Так было и в этот раз.
Знающая свою госпожу Дебора по удару молотка о бронзовую дощечку поняла, что кризис прошел. Она быстро вскочила с циновки, на которой сторожила у порога, и подошла к широкой, завешенной цветным пологом постели. Мария приподняла чуть-чуть припухшие веки, открыла окутанные влажным туманом глаза и сонным взглядом из-под длинных ресниц водила по бронзово-коричневым формам полунагой невольницы.
Дебора трепетала от волнения, овальное лицо ее ярко очерченного египетского типа потемнело до самой шеи от жгучего румянца, так как госпожа ее, переняв от греческих развратниц обычай, допускала ее иногда к своему богатому ложу, чтоб в гибких объятиях влюбленной в ее красоту девушки испытать особо тонкие, удивительно нежные ощущения.
Дебора подошла, вся дрожа, заметив, как у Марии легко раздуваются ноздри, и застыла вдруг, видя, как закрываются снова, точно розовые створки раковины, глаза ее госпожи.
Минуту длилось волнующее ожидание… Наконец Мария бросила сонным голосом:
– Уже поздно?
– Прошла уже четвертая стража, тени коротки, – промолвила сдавленным голосом Дебора.
– Четвертая, – лениво повторила Мария и, не открывая глаз, блаженно потянулась, причем тонкое шерстяное покрывало соскользнуло вместе с прядью вьющихся волос на каменный пол, открывая пышное, теплое, порозовевшее от сна тело, гладкие, как атлас, плечи, раскинутые в стороны полные, упругие груди, округлые бедра и сеть тонких голубоватых жилок на изгибах, покрытых нежным, как у персика, пушком.

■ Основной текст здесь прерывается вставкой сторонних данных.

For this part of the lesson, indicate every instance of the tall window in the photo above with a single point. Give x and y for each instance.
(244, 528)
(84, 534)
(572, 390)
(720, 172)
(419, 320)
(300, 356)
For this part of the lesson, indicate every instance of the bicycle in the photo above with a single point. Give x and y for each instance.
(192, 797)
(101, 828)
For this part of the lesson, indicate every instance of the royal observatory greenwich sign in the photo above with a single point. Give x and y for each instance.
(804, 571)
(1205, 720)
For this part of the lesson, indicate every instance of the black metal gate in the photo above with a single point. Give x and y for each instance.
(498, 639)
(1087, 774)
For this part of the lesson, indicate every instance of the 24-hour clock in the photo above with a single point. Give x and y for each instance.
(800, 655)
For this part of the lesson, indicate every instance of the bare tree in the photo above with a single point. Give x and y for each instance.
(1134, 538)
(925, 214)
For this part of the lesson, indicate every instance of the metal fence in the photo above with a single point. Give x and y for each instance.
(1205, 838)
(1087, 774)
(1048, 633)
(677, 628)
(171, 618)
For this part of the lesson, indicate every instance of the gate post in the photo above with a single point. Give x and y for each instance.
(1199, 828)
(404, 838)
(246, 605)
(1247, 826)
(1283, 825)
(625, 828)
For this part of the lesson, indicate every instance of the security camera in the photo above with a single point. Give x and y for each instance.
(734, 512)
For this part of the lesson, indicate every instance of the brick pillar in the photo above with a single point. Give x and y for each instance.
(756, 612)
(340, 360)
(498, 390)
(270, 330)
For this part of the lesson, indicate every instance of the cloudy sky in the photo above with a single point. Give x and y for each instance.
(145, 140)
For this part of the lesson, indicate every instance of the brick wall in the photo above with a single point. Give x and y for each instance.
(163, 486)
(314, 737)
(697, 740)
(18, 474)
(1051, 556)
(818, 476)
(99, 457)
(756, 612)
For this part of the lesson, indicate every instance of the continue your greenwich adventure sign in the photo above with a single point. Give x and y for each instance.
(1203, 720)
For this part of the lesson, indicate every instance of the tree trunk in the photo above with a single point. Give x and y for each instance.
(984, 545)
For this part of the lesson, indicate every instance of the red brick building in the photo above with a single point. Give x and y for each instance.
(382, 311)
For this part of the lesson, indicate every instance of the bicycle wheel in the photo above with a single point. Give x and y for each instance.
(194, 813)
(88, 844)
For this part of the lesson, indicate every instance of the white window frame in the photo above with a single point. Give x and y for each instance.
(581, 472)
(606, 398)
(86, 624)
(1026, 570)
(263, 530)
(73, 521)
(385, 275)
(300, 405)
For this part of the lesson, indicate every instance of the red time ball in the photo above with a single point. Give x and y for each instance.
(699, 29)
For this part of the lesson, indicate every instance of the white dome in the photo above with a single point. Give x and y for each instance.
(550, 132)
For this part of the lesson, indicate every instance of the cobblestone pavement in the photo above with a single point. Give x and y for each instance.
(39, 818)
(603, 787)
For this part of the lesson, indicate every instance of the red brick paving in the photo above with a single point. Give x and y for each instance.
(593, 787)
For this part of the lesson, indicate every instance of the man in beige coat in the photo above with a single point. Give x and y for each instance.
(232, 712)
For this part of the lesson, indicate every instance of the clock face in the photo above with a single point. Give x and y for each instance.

У Деборы голова кружилась от восхищения, она закрывала глаза и сжимала до боли проколотое ухо, чтоб утишить стучавшую кровь.
– Надо вставать, должно быть, жарко… Заспалась я страшно, – заговорила Мария и после минуты неопределенного раздумья ленивым движением повернулась лицом к подушке, утопая в пушистых волосах, рассыпавшихся, точно развязанный сноп, по шее, плечам, рукам и краю постели.
– Собери волосы, – сказала она.
Черные умелые пальцы невольницы окунулись в яркое зарево, расплетая локоны, искусно выпрямляя точно из красной меди свитые кольца. Расчесанные пряди были уложены вскоре в один пламенный поток, который, сверкая золотом и темным пурпуром красного дерева, струился по телу и, казалось, пылал в его обаятельной теплоте. Дебора разделила этот поток надвое и стала заплетать в косы.
– Пахнут еще?
– Опьяняюще!
Дебора окунула лицо в шелковистые волны волос и, опьяненная, точно в беспамятстве, стала целовать их, а потом горячими, как расплавленный сургуч, губами прижалась к белым плечам…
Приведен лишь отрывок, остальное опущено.